CSE 202: Computer Science II, Winter 2018
Strings
Null-terminated strings

A null-terminated string is an array of characters with the last character having the value zero.

There are actually different types of characters, hence there are different types of null-terminated strings. In this course we will focus on strings and null-terminated strings that use char as the element type.

Whenever you use a string literal such as "hello world", the type of the value of that string literal is an array of N char where N is the number of characters in the string literal exluding the null (zero valued) character.

C++ has several standard functions for working with null-terminated strings, they can be found in <cstring>.

One of these functions is std::strcpy, it is used for copying the characters from one null-terminated string and assigning them to another character array.

char message[] = "hello world!"; char message_copy[32]; std::strcpy(message_copy, message);

Another function, std::strlen calculates and returns the length of a null-terminated string. The length is the number of characters up to but not including the terminating null character.

std::string

C++ offers a class called std::string which stores a resizeable sequence of characters.

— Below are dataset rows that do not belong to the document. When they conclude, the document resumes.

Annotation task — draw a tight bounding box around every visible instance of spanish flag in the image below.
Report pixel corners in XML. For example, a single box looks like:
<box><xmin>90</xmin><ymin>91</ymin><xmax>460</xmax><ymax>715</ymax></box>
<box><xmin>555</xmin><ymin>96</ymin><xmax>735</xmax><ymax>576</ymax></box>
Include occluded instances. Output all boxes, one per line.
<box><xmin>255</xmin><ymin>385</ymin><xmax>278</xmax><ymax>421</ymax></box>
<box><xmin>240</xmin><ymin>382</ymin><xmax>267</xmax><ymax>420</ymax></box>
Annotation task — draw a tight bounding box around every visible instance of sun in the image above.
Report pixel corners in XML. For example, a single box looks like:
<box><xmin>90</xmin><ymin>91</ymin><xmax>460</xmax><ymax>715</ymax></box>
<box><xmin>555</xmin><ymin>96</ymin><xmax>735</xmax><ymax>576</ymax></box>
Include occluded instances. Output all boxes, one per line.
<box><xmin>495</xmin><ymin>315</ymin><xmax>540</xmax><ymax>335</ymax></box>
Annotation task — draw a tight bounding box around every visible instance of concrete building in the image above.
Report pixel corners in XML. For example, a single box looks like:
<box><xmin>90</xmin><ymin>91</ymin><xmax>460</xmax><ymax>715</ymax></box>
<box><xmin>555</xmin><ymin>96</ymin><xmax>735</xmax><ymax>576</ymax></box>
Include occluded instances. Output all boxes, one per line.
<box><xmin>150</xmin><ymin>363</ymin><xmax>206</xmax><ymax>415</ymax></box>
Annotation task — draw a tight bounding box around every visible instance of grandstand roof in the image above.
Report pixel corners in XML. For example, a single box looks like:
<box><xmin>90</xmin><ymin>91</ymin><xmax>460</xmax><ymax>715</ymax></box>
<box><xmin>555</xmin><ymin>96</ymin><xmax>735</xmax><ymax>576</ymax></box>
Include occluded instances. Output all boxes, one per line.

A null-terminated string can be assigned to an std::string object and an std::string has a member function for converting back into a null-terminated string.

In C++, null-terminated strings are the alternative to the easier-to-use and more modern std::string, or otherwise known as string. In the context of C++, string refers to std::string type and null-terminated string or c-string refers to the null-terminated character array type.

To use the std::string type you need to include <string>. Here are a few expressions on a std::string variable s and their meaning:

Expression Meaning
s = s2 Assigns the string or null-terminated string s2 to s
s[i] Accesses the character at index i in s
s.c_str() Returns the null-terminated string equivalent to s
s.empty() Returns true if s contains no characters
s.size() Returns the number of characters in s
s.clear() Deletes all characters in s
s.insert(i, s2) Inserts the characters from s2 into s starting at index i
s.erase(i, n) Deletes n characters from s starting at index i
s += s2 Appends the characters from s2 to s (This operator can also be used to append a single character).
s.replace(i, n, s2) Equivalent to s.erase(i, n) followed by s.insert(i, s2)
s.substr(i, n) Returns a new string that contains a copy of n characters from s starting at index i
s.find(s2) Returns the index of character sequence in s that matches s2. Returns std::string::npos if no match was found. The type of the value returned is std::string::size_type which is usually an alias for unsigned int.
s + s2 Returns a new string that is the concatenation of s and s2
s == s2 Returns true if the character sequence in s matches that in s2
s != s2 Returns true if the character sequence in s does not match that in s2
Converting from strings to arithmetic types

<cstdlib> contains functions for converting null-terminated strings to integers or floating-points.

Expression Meaning
std::atoi(s) Returns the integer value represented in s as a value of type int.
std::atol(s) Returns the integer value represented in s as a value of type long int.
std::atof(s) Returns the floating-point value represented in s as a value of type double.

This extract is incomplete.